Wal-Mart has been growing its presence in the segment lately, and recently announced it would relaunch Wild Oats, a line of organic food products that is focused on providing competitively low prices in the category.
Wal-Mart estimates consumers will save nearly 25% on their grocery bill when purchasing Wild Oats products versus other organic brands, and this sounds like a smart proposition considering recent industry trends.

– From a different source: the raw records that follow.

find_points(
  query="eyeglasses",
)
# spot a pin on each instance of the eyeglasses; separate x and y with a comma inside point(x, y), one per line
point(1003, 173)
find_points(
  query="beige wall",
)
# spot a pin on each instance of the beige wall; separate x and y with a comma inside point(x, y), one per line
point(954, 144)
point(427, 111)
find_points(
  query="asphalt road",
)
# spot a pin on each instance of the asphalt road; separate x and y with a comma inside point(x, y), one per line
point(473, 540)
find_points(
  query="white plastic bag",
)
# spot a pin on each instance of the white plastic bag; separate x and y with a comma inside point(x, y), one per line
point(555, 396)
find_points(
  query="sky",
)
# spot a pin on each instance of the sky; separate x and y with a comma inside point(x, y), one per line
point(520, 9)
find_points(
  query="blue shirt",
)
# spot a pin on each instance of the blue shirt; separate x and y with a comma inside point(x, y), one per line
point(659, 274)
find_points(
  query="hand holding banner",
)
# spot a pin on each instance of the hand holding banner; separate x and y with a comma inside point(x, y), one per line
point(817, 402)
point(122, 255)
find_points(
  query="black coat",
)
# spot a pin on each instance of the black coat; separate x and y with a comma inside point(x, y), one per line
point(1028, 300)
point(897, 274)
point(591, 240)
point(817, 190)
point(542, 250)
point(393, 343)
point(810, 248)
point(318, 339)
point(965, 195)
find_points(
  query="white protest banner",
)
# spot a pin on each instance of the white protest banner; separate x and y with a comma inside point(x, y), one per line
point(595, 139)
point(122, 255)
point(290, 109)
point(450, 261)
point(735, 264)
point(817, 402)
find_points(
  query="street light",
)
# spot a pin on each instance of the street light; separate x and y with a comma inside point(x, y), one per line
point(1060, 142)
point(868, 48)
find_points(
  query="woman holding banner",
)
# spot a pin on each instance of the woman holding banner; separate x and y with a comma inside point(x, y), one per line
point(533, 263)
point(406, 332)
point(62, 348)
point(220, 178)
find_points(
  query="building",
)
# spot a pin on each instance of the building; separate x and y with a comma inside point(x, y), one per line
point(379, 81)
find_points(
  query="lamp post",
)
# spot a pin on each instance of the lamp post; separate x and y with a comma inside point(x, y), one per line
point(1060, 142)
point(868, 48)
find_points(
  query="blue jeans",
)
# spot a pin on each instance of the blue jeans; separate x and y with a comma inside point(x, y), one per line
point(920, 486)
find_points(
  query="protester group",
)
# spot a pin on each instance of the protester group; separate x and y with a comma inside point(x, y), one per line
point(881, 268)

While demand for natural and organic food has been steadily growing over the years, one of the biggest disadvantages for consumers is the higher price tag that comes with these products.
Sprouts Farmers Market is materially smaller than Whole Foods, but the company´s slogan, "Healthy Living for Less," is quite clear on the fact that Sprouts is willing to offer lower prices in order to compete for market share.
Sprouts Farmers Market reported earnings for the first quarter of 2014 on Thursday, and the company delivered a big increase of 26% in total revenue to $722.6 million. This was fueled by a 12.8% rise in same-store sales, so Sprouts Farmers Market seems to be succeeding in its attempts to outgrow bigger industry players such as Whole Foods.
Whole Foods management acknowledges that competition is increasing from multiple fronts, and the company plans to tackle the threat by cutting prices and improving the customer experience and overall differentiation.
Wal-Mart has a gross profit margin in the area of 25% of sales, while Sprouts Farmers Market announced a gross margin of 31% for the last quarter. This is considerably lower than the gross margin near 36% reported by Whole Foods in the latest earnings release.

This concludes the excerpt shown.